Una perspectiva de los sacramentos desde la teología de la creación (LS 235-238). Presenta con novedad de que, “El Señor, en el colmo del misterio de la Encarnación, quiso llegar a nuestra intimidad a través de un pedazo de materia. La Eucaristía es de por sí un acto de amor cósmico: «¡Sí, cósmico! Porque también cuando se celebra sobre el pequeño altar de una iglesia en el campo, la Eucaristía se celebra, en cierto sentido, sobre el altar del mundo»” (LS 236).

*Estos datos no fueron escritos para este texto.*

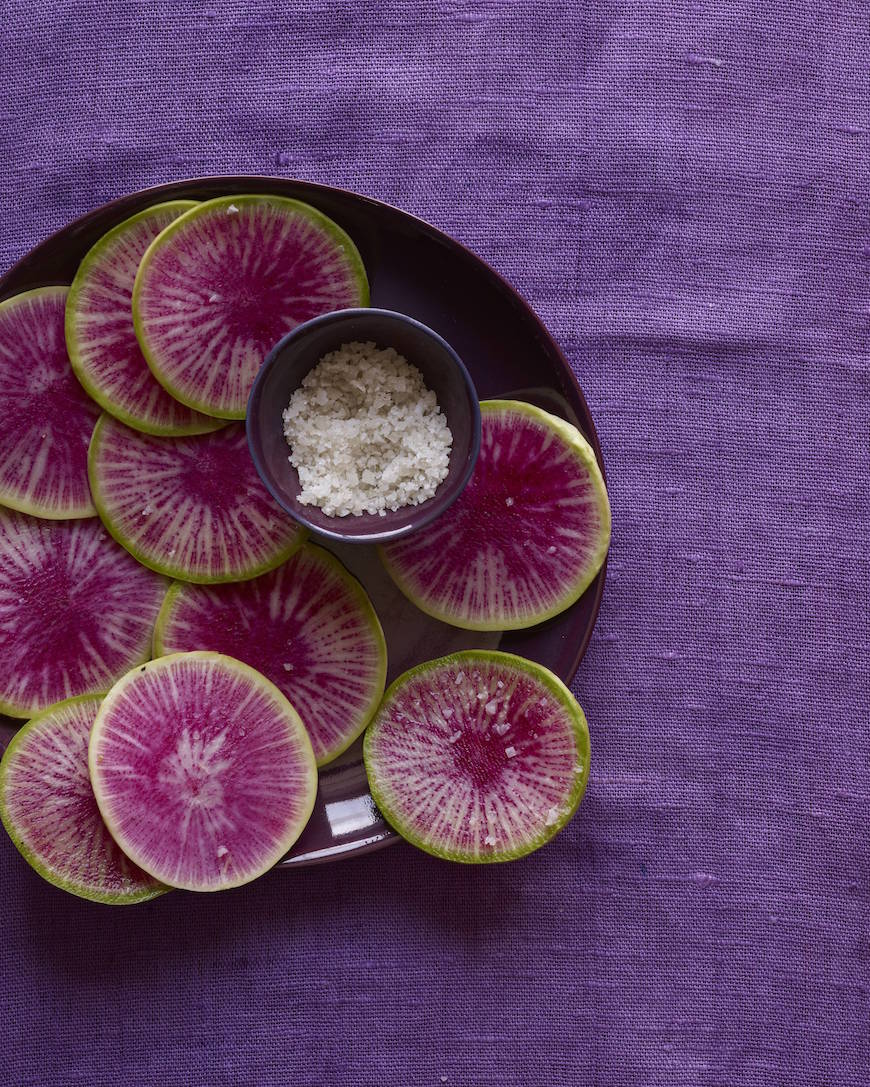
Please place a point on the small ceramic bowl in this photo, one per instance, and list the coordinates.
(299, 351)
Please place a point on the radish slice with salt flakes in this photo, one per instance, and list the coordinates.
(202, 771)
(477, 757)
(525, 537)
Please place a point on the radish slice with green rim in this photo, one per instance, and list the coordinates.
(190, 508)
(225, 282)
(48, 808)
(101, 338)
(202, 771)
(76, 611)
(477, 757)
(47, 416)
(526, 536)
(308, 626)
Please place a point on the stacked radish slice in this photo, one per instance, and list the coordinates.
(201, 772)
(186, 659)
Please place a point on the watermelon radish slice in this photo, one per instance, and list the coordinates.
(76, 611)
(477, 757)
(191, 508)
(101, 338)
(47, 416)
(523, 540)
(48, 808)
(308, 626)
(222, 285)
(202, 771)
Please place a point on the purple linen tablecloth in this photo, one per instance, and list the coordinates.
(681, 191)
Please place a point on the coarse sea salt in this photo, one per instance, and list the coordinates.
(365, 434)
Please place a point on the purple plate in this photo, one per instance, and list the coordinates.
(418, 271)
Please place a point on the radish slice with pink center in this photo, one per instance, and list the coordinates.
(76, 611)
(191, 508)
(477, 757)
(225, 282)
(48, 808)
(47, 416)
(202, 771)
(101, 338)
(308, 626)
(526, 536)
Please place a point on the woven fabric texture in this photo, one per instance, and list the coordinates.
(681, 191)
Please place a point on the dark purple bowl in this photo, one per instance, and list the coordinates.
(299, 351)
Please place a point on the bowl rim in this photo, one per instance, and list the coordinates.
(412, 523)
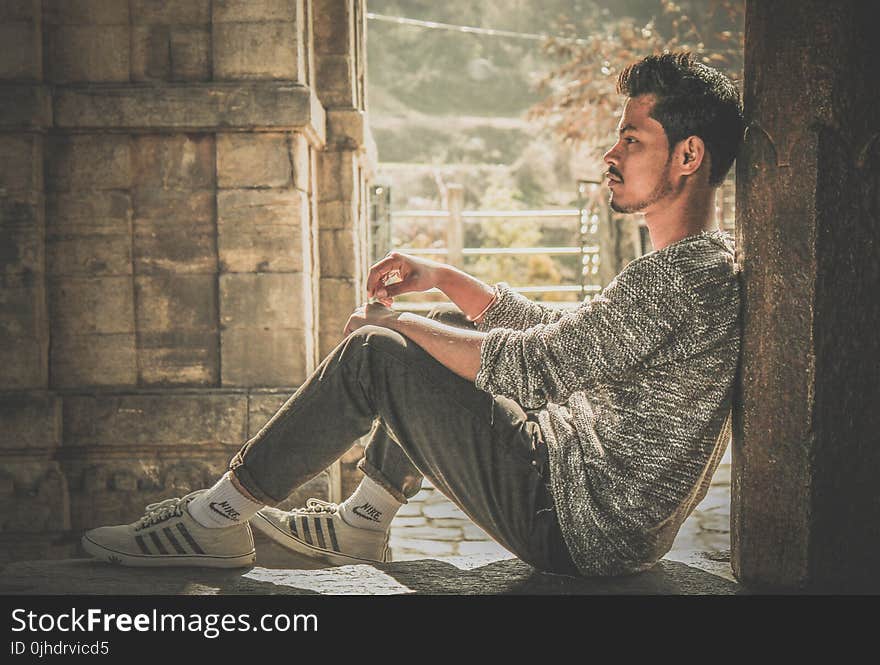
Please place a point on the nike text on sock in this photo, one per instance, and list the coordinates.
(371, 506)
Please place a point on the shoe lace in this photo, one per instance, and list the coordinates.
(317, 507)
(159, 512)
(163, 510)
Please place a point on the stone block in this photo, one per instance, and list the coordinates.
(72, 211)
(22, 307)
(173, 302)
(150, 53)
(260, 357)
(180, 161)
(163, 11)
(103, 251)
(25, 362)
(30, 421)
(82, 361)
(173, 206)
(88, 305)
(337, 214)
(346, 128)
(178, 358)
(259, 231)
(340, 257)
(274, 248)
(215, 107)
(338, 175)
(150, 420)
(233, 11)
(190, 54)
(302, 174)
(336, 81)
(261, 408)
(89, 161)
(86, 12)
(170, 53)
(80, 53)
(268, 301)
(22, 55)
(259, 208)
(253, 160)
(255, 51)
(21, 237)
(174, 245)
(333, 27)
(21, 168)
(88, 234)
(27, 106)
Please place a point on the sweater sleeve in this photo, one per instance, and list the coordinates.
(515, 311)
(600, 342)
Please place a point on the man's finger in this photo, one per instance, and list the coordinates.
(378, 271)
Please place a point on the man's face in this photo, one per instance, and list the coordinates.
(639, 163)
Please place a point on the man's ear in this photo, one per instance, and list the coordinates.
(689, 155)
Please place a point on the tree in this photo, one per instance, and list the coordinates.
(582, 103)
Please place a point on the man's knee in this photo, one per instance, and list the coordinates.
(449, 314)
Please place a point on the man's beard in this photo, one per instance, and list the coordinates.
(663, 188)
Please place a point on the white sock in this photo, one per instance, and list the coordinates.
(222, 505)
(371, 506)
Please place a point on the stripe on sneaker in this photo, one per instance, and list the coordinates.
(158, 543)
(320, 532)
(306, 532)
(332, 531)
(142, 545)
(171, 539)
(189, 539)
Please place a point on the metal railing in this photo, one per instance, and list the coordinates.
(584, 224)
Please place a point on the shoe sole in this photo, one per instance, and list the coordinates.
(103, 553)
(285, 539)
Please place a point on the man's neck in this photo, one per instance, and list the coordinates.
(684, 216)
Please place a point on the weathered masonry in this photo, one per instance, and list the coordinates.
(183, 235)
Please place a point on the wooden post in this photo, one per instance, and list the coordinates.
(805, 509)
(455, 225)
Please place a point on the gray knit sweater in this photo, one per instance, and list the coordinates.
(633, 390)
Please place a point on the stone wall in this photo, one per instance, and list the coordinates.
(182, 237)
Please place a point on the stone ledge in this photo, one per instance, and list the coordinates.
(469, 576)
(260, 105)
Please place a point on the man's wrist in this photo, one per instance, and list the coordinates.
(442, 276)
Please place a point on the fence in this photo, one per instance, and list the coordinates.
(581, 224)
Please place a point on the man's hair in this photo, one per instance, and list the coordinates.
(692, 100)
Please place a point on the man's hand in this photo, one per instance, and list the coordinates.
(415, 274)
(374, 314)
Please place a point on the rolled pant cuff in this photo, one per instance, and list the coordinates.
(376, 476)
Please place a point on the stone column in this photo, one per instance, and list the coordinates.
(35, 509)
(806, 454)
(345, 167)
(173, 258)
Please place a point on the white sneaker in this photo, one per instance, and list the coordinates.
(167, 535)
(317, 531)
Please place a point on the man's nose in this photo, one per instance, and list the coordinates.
(610, 157)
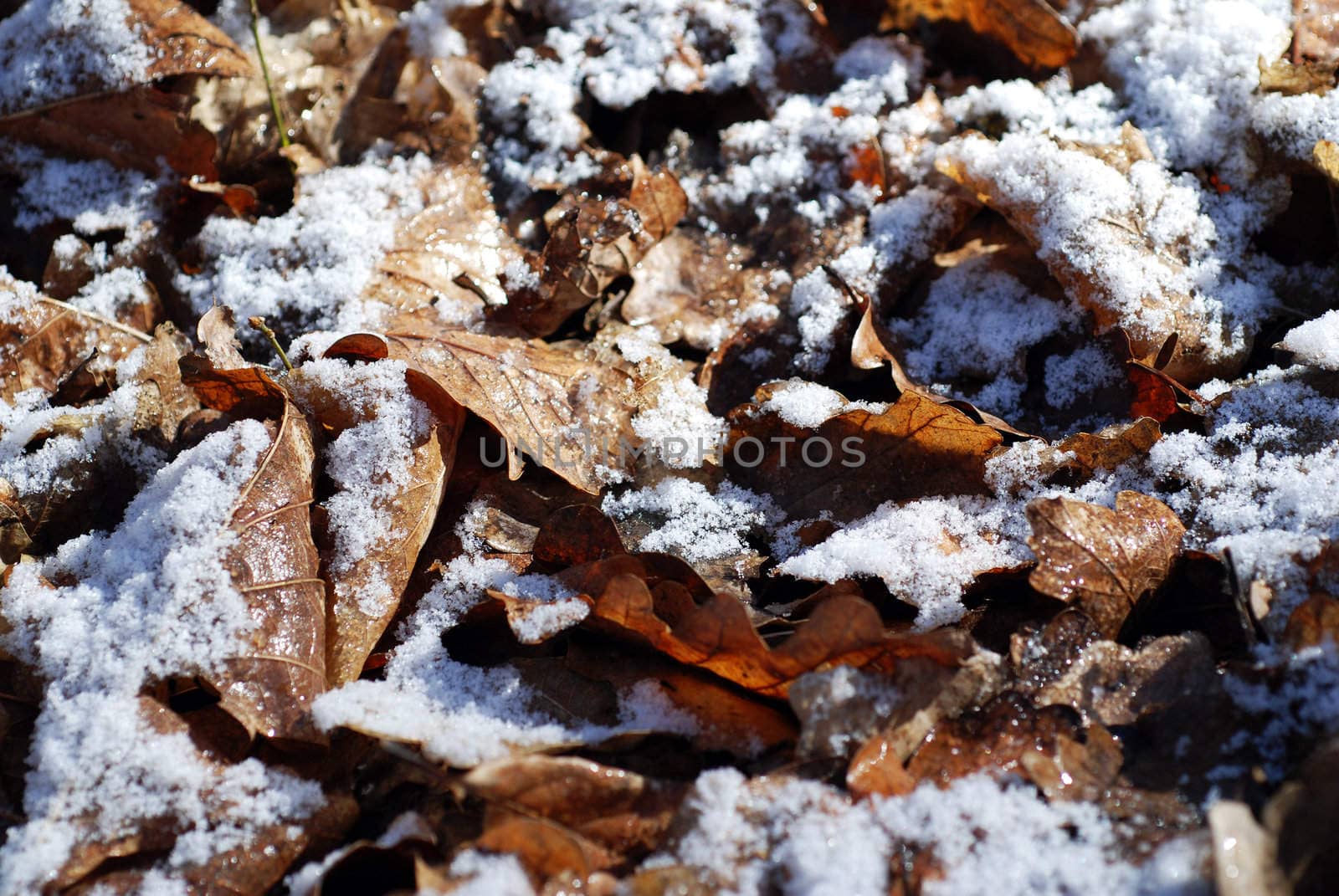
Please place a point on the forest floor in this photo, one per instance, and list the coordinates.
(669, 446)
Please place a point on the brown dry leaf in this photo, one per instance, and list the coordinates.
(351, 632)
(1111, 446)
(164, 401)
(1303, 818)
(729, 719)
(994, 738)
(316, 55)
(544, 848)
(1244, 855)
(879, 765)
(571, 414)
(178, 39)
(133, 129)
(254, 868)
(274, 561)
(1100, 557)
(1090, 271)
(633, 597)
(450, 254)
(914, 449)
(695, 287)
(622, 811)
(596, 234)
(1115, 684)
(872, 347)
(1283, 77)
(1037, 33)
(218, 332)
(44, 340)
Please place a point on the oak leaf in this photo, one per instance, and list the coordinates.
(1102, 559)
(1033, 30)
(1093, 249)
(44, 340)
(912, 449)
(274, 561)
(571, 414)
(631, 596)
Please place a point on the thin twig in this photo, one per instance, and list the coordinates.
(259, 323)
(269, 86)
(93, 315)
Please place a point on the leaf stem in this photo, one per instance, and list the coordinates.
(259, 323)
(107, 322)
(269, 86)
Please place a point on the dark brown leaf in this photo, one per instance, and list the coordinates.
(622, 811)
(351, 632)
(915, 448)
(1102, 559)
(274, 563)
(178, 39)
(1111, 446)
(1037, 33)
(628, 597)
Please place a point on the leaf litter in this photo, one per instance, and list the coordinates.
(733, 446)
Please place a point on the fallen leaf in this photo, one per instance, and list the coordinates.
(727, 718)
(596, 234)
(109, 864)
(1244, 856)
(914, 449)
(178, 42)
(1115, 684)
(633, 596)
(995, 738)
(1100, 247)
(569, 414)
(1302, 820)
(930, 697)
(44, 340)
(453, 254)
(1033, 30)
(872, 347)
(622, 811)
(1111, 446)
(351, 632)
(1292, 79)
(544, 848)
(1106, 560)
(274, 561)
(696, 287)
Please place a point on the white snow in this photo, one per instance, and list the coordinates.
(696, 524)
(1316, 342)
(307, 267)
(151, 601)
(990, 836)
(53, 50)
(370, 463)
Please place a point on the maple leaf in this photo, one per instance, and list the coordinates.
(1106, 560)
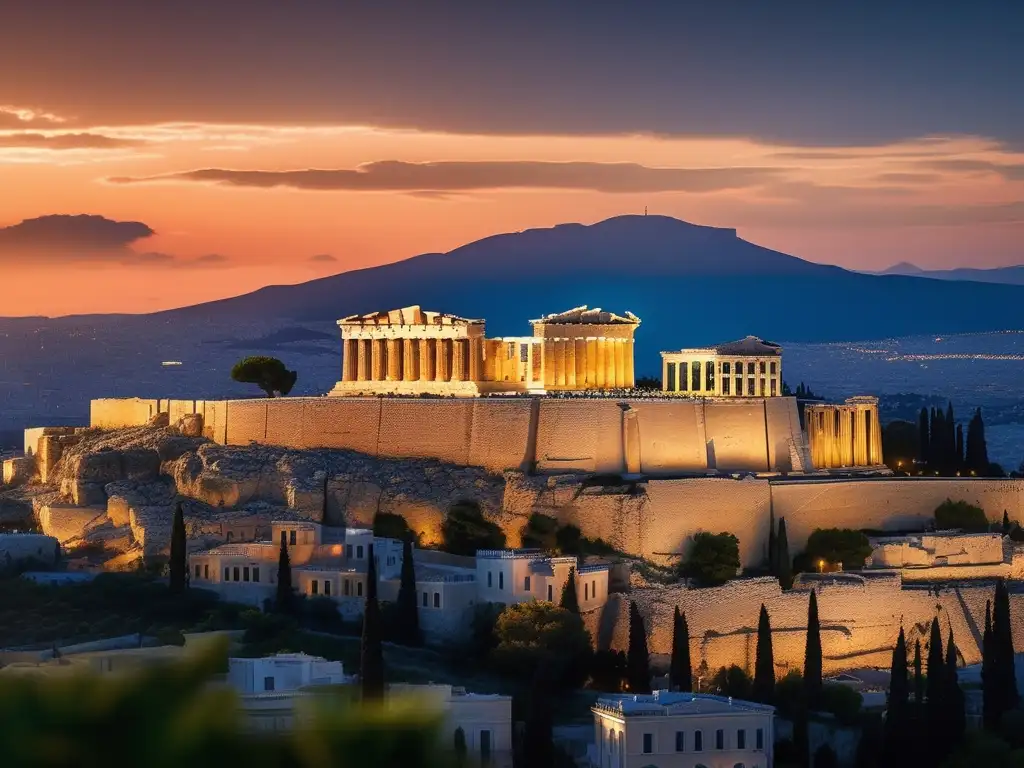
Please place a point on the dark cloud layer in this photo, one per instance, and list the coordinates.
(466, 176)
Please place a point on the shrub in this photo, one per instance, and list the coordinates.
(713, 559)
(962, 515)
(844, 546)
(535, 634)
(466, 529)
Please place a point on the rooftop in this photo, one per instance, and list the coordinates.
(584, 315)
(667, 704)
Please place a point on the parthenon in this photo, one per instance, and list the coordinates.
(412, 351)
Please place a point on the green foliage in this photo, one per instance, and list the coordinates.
(844, 546)
(637, 656)
(732, 682)
(534, 633)
(541, 531)
(390, 525)
(962, 515)
(713, 559)
(465, 529)
(268, 374)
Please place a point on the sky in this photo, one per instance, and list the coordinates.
(158, 155)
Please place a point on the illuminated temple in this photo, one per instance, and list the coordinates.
(412, 351)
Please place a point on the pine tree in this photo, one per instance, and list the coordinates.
(371, 651)
(955, 719)
(408, 613)
(570, 600)
(924, 439)
(935, 707)
(896, 744)
(1005, 695)
(989, 714)
(637, 657)
(680, 671)
(178, 564)
(764, 666)
(784, 565)
(285, 602)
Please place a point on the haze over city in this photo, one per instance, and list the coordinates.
(260, 145)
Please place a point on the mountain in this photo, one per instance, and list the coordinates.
(1009, 275)
(689, 285)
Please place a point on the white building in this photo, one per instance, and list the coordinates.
(681, 730)
(521, 574)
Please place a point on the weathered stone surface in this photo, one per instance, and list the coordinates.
(18, 470)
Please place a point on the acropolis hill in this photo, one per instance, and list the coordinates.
(429, 411)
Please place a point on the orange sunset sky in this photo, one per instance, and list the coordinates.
(263, 144)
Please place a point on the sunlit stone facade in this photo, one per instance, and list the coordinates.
(749, 368)
(410, 351)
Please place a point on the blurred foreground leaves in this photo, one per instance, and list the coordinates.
(170, 715)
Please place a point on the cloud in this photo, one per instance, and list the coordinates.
(65, 140)
(440, 177)
(64, 238)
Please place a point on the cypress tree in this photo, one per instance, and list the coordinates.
(764, 666)
(371, 652)
(955, 724)
(285, 602)
(897, 731)
(408, 613)
(178, 564)
(784, 564)
(570, 600)
(680, 670)
(923, 437)
(1005, 695)
(935, 707)
(812, 654)
(637, 658)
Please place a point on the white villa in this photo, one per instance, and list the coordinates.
(681, 730)
(333, 562)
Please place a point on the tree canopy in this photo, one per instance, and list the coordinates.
(268, 374)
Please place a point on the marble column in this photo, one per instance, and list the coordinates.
(458, 359)
(426, 359)
(409, 355)
(378, 352)
(628, 352)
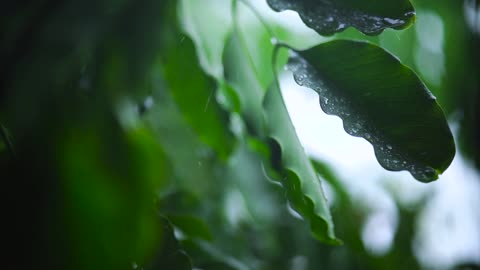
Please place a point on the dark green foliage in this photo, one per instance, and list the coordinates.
(328, 17)
(380, 100)
(128, 140)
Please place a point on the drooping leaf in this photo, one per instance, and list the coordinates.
(192, 226)
(300, 180)
(169, 254)
(208, 24)
(328, 17)
(380, 100)
(194, 91)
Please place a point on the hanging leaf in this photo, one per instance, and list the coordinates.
(194, 91)
(380, 100)
(328, 17)
(300, 179)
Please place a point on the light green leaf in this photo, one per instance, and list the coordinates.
(380, 100)
(302, 184)
(208, 23)
(194, 91)
(328, 17)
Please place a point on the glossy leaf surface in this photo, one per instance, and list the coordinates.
(328, 17)
(380, 100)
(194, 91)
(302, 184)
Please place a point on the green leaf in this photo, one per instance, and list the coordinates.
(169, 255)
(192, 226)
(328, 17)
(194, 92)
(380, 100)
(300, 180)
(208, 23)
(242, 72)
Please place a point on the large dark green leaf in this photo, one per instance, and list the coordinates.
(328, 17)
(380, 100)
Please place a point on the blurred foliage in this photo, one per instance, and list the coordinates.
(134, 136)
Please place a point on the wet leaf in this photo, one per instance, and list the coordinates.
(328, 17)
(194, 91)
(300, 180)
(380, 100)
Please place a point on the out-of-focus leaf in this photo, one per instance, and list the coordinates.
(194, 93)
(170, 255)
(326, 172)
(193, 90)
(192, 226)
(242, 78)
(243, 73)
(380, 100)
(301, 182)
(328, 17)
(208, 24)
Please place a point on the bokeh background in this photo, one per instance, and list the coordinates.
(104, 168)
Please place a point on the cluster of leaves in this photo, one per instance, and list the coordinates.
(127, 120)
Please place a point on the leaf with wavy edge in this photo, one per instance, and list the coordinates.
(371, 17)
(301, 182)
(380, 100)
(193, 90)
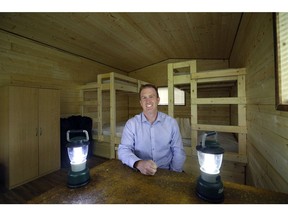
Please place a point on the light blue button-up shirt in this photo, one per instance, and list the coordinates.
(160, 142)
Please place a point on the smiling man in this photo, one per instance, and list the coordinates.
(151, 139)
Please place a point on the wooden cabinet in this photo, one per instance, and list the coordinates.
(29, 133)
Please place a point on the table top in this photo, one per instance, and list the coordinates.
(115, 183)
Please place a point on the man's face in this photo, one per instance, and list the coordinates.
(149, 100)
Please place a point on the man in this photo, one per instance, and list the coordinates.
(151, 139)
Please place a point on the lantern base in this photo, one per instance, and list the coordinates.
(210, 191)
(78, 179)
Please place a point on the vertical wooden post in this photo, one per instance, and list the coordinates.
(194, 115)
(112, 115)
(170, 90)
(241, 113)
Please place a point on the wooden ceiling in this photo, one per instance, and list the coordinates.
(130, 41)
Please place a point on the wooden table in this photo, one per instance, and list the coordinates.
(112, 182)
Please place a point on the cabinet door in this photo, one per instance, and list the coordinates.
(23, 131)
(49, 127)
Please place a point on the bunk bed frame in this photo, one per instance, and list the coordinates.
(177, 77)
(106, 145)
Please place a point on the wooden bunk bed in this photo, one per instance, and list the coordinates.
(184, 75)
(107, 130)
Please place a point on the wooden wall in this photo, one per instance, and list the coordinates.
(25, 62)
(157, 74)
(267, 138)
(214, 114)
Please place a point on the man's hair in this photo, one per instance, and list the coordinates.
(148, 86)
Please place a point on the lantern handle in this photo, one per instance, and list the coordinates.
(206, 134)
(78, 131)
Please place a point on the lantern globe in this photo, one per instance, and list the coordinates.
(77, 149)
(210, 155)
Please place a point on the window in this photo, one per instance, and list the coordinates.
(179, 96)
(281, 60)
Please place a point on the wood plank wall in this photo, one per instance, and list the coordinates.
(214, 114)
(157, 74)
(25, 62)
(267, 138)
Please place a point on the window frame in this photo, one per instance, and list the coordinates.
(175, 104)
(280, 105)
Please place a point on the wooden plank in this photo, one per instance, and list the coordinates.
(182, 79)
(220, 128)
(112, 114)
(219, 73)
(230, 100)
(170, 90)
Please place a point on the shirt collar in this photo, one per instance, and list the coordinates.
(158, 119)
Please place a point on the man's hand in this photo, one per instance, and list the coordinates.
(146, 167)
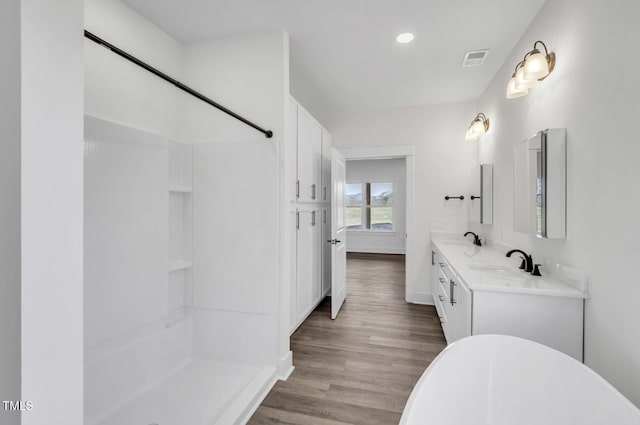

Esta encíclica propone una lectura teológica de la Trinidad en relación con la creación, desde la perspectiva de la escuela franciscana, “toda criatura lleva en sí una estructura propiamente trinitaria, Así nos indica el desafío de tratar de leer la realidad en clave trinitaria” (LS 239-240).

  • Líneas que emanan de la Laudato Si

La íntima relación entre los pobres y la fragilidad del planeta, este es un aspecto que está detrás de los conflictos sociales y territoriales en los países de Centroamérica.

El papa Francisco resalta como actitud el diálogo abierto y honesto con todos los organismos involucrados en cuidar y defender la casa común. Como líderes en la Iglesia tenemos que propiciar encuentros de diálogo con distintos sectores sociales y civiles.

Una perspectiva relacional como principio integral y de interdependencia en la comunidad de vida; la encíclica expone que los elementos claves que están en relación constante son: con uno mismo, con el otro, con la creación y con el Creador.

Critica al sistema de mercado que está centrado en la producción de riqueza, en obtener el redito de manera rápida, con prácticas corruptas, en detrimento de los bienes naturales, el territorio y los pueblos. El agua y los otros bienes naturales no son una mercancía, son un derecho vital. Es necesario revisar el modelo de producción, comercio y consumo.

Acompañar a las instituciones y comunidades organizadas en defensa de la tierra. El estar presente como institución eclesial: diócesis, parroquias o comunidades.

Acompañar las luchas por la defensa de la casa común, ante las empresas extractivistas. Asumir la causa de los pueblos indígenas y campesinos organizados que defienden su territorio.

Una postura profética ante los proyectos de los empresarios y políticos que no toman en cuenta la comunidad y hacen un proceso corrupto con los funcionarios del estado: monocultivos, extractivismo, proyectos de vivienda, privatización del agua y otros bienes naturales.

Formación actualizada con los contenidos de la teología de la creación, en los distintos espacios y ministerios pastorales. Programas de formación sobre ecología integral para las escuelas públicas y privadas.

Veo un cielo nuevo y una TIERRA NUEVA

Pongamos la mirada en los pueblos y comunidades que están enfrentados a los distintos proyectos de muerte en nuestro país y en la región centroamericana; esas luchas nos encienden la esperanza, la resistencia y el coraje de seguir defendiendo la “hermana madre tierra” en la cual vivimos, convivimos y nos alimentamos.

Retomemos la espiritualidad del caminante que mientras da sus pasos va contemplando el presente y mirando siempre el horizonte. Que la resistencia de los pueblos indígenas y campesinos nos motiven a resistir con esperanza y luchar por una vida con dignidad. Que los empobrecidos y los que encontramos por los caminos nos evangelicen con su pasión por la vida.